A few notes about the symbols and terms here:  1) The guitar, bass, and keyboard charts all include thick, straight lines that denote the starts and ends of measures. In between these lines are smaller diagonal lines that stand for beats. There are four beats to each measure, meaning that the song is in 4/4 time. 2) The guitar chord diagrams show how the chords should look on the fretboard. Their positions on the neck are indicated by the numbers to the left of the diagrams, which tell you what the lowest fret is. The numbers inside the black dots indicate which fingers of your fretting hand to use on which notes. 3) The Xs above the guitar and bass diagrams represent strings that shouldn’t be played, while the Os are strings that should be played open. 4) The chord diagrams in the main section of the keyboard chart show that chords can be formed a few different ways by changing the order of their notes. A fancier word for this is inversion, which you may notice in parentheses next to the F chord, which is played with the root note (F) as the highest note.

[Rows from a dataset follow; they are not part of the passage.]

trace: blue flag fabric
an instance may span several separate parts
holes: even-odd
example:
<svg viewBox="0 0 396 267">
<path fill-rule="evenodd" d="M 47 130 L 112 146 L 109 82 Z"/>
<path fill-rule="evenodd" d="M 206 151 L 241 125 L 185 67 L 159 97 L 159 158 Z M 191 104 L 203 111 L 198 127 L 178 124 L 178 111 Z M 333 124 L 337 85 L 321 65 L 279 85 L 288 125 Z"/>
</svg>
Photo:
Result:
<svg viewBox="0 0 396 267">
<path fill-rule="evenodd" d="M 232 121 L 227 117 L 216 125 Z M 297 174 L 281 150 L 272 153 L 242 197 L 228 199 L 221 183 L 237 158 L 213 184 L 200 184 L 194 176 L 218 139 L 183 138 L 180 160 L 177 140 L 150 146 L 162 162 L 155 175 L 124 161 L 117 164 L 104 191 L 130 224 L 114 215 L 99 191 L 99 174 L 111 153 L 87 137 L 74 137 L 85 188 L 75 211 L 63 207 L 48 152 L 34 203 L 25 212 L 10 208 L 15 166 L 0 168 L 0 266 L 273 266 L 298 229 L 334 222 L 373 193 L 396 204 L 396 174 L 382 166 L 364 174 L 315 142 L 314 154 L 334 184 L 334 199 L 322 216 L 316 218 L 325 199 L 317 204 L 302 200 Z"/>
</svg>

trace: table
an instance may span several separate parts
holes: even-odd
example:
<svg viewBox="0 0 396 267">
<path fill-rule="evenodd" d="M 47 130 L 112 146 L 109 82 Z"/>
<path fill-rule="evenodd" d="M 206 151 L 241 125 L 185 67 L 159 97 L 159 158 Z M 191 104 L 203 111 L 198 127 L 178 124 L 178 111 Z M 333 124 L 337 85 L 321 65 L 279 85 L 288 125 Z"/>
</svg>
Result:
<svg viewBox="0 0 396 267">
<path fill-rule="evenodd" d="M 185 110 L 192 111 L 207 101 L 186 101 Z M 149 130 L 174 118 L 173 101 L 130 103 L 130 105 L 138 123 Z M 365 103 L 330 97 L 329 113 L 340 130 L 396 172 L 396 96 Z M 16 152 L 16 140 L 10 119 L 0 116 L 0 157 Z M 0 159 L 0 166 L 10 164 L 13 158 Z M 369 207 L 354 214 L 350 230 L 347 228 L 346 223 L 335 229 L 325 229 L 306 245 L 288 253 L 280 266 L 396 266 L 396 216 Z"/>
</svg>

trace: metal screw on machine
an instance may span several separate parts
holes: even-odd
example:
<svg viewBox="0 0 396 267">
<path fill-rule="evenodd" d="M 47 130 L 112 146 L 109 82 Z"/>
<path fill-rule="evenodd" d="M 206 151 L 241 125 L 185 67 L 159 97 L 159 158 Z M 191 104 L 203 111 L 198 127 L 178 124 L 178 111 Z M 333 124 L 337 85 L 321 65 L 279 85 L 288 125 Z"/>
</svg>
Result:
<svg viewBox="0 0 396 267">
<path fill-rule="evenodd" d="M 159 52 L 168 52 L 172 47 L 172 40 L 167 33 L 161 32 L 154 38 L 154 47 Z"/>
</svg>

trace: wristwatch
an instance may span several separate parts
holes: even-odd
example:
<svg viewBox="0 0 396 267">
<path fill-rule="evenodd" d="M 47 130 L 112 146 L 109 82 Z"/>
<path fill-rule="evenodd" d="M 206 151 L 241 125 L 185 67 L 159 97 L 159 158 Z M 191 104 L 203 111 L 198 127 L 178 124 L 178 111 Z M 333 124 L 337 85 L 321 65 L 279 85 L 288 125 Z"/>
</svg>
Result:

It’s still the same chord as it would be if you played the root note as the lowest note, but changing the note order brings out interesting new characteristics. 5) At the bottom of the keyboard chart, the Rhythm section shows how to play the chords in the verse and chorus. In the verse, the left hand (black) plays the root note and the right hand (light gray) plays a full chord; both hands press the keys at the start of the measure and keep their position until its end. In the chorus, the left hand does the same thing as in the verse, but the right hand breaks up (or arpeggiates) the chords, alternating their two lower notes and one highest note in an eighth-note pattern.

If you still have questions about what’s in these charts, ask your teacher.